The residence time of the olefin in the microchannel reactor is controlled to be 5min, and the flow ratio of the catalyst aqueous phase to the olefin is controlled to be 3: 1 to 5:1, the conversion of the reaction was 80% and the selectivity 98%.

Example 2

Preparing 100ml of catalyst aqueous solution with 200mg/L of Rh content (the catalyst is rhodium-phosphine complex catalyst provided by Chengduxinhua source), adding the catalyst aqueous solution into a decanter, replacing nitrogen, starting a catalyst circulating pump, heating a microchannel reactor to 120 ℃ by using external heating, preheating a preheater to 100 ℃, and enabling a material flow 1 to be high-carbon olefin (the high-carbon olefin contains 70% of 1-nonene and 25% of nonane); stream 2 is hydrogen by volume: carbon monoxide 1.9:1, the molar ratio of carbon monoxide to 1-nonene is 1.05: 1, 1-nonene, mixed gas and an aqueous solution of a rhodium-phosphine catalyst are uniformly mixed in a static mixer, enter a preheater for preheating, then carry out hydroformylation reaction in a microchannel reactor, control the temperature in the reactor to be stable at 120 ℃, control the pressure of the microchannel reactor to be controlled by a backpressure valve on a chromatograph, set at 2.0MPa, cool a gas-liquid mixture containing high-carbon aldehyde and then enter a chromatograph for phase separation, condensing unreacted mixed gas through a condenser and then enter a tail gas for recovery, refluxing crude aldehyde and unreacted olefin carried by the gas into the chromatograph, standing and layering an oil-water two phase, pumping a water phase catalyst into a reaction system through a catalyst circulating pump for continuous reaction, enabling an oil phase to enter an extraction tower to be fully contacted with water for removing an auxiliary agent, removing the crude aldehyde, refining the concentrated water phase, entering a falling film evaporator for removing the water and recovering the catalyst, and adding the distilled water into an extraction tower system, the concentrated catalyst is added into the reaction system, so that the catalyst water phase can be recycled.

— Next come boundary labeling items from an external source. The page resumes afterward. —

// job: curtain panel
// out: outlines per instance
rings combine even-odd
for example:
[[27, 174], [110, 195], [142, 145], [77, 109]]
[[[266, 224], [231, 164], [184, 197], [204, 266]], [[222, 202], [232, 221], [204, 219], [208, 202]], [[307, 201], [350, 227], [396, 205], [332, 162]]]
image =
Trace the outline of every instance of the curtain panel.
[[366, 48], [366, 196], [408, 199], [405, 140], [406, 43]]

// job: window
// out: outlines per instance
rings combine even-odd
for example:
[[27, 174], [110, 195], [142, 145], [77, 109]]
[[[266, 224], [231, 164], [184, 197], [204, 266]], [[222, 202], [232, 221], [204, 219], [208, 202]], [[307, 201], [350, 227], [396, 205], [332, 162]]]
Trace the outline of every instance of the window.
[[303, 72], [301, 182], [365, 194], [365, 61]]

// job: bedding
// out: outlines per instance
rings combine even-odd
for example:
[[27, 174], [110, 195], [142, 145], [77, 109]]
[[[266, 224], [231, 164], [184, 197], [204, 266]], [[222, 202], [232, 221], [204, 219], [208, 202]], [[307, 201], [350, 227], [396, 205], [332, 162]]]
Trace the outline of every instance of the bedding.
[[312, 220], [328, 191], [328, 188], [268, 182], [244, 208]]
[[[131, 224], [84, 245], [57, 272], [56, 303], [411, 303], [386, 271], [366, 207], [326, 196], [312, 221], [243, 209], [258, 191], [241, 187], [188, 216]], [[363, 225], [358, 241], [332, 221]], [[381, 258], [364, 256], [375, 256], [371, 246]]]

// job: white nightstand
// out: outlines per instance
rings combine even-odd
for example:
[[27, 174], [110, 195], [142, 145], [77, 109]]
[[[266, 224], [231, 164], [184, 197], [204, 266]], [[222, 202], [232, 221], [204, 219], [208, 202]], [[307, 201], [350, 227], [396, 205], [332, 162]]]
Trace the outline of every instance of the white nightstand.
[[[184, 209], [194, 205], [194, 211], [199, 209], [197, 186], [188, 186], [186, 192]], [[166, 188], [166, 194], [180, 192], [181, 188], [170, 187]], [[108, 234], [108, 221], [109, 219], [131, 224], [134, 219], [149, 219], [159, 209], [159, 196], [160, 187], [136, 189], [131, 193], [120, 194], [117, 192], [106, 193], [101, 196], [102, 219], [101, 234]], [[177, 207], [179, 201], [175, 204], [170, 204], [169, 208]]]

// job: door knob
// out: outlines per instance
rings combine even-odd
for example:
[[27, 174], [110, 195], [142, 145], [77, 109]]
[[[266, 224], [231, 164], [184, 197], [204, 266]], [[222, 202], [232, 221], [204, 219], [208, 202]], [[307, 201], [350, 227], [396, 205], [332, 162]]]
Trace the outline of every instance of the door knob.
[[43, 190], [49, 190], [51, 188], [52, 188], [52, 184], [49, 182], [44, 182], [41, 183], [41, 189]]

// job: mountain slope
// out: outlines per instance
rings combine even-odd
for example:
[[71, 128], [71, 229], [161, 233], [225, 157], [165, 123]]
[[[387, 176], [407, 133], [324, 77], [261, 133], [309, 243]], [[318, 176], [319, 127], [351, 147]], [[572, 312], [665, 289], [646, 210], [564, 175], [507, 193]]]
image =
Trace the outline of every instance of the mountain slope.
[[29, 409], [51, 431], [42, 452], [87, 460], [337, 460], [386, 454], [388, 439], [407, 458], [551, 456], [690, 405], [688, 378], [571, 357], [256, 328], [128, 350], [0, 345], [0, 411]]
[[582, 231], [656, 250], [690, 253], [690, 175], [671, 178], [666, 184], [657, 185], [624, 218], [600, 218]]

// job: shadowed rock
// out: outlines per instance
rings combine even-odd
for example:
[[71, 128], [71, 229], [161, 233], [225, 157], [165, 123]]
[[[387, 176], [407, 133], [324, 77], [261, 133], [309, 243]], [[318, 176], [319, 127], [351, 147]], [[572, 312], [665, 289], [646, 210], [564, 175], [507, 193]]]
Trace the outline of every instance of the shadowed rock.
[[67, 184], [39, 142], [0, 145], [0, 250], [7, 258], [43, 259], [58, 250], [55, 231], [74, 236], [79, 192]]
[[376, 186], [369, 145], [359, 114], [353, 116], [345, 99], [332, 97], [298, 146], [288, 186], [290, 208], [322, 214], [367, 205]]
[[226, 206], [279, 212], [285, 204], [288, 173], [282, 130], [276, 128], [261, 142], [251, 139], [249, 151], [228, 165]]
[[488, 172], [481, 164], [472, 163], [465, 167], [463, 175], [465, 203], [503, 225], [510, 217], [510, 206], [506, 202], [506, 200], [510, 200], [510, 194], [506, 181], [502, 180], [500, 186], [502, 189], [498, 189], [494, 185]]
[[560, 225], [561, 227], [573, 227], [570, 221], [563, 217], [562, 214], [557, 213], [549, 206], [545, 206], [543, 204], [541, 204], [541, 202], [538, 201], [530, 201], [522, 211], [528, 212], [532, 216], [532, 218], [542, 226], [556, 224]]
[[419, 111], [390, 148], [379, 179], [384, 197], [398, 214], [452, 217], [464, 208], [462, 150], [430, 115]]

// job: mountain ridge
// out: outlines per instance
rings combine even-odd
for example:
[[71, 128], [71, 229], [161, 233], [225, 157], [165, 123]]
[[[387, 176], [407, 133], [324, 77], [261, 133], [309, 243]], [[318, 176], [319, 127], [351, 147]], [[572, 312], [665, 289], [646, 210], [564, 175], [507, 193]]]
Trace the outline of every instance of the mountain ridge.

The residence time of the olefin in the microchannel reactor is controlled to be 15min, and the flow ratio of the catalyst water phase to the olefin is controlled to be 3: 1 to 5:1, the conversion of the reaction was 80% and the selectivity was 96%.

The foregoing is only a preferred embodiment of the present invention, and it should be noted that, for those skilled in the art, various modifications and decorations can be made without departing from the principle of the present invention, and these modifications and decorations should also be regarded as the protection scope of the present invention.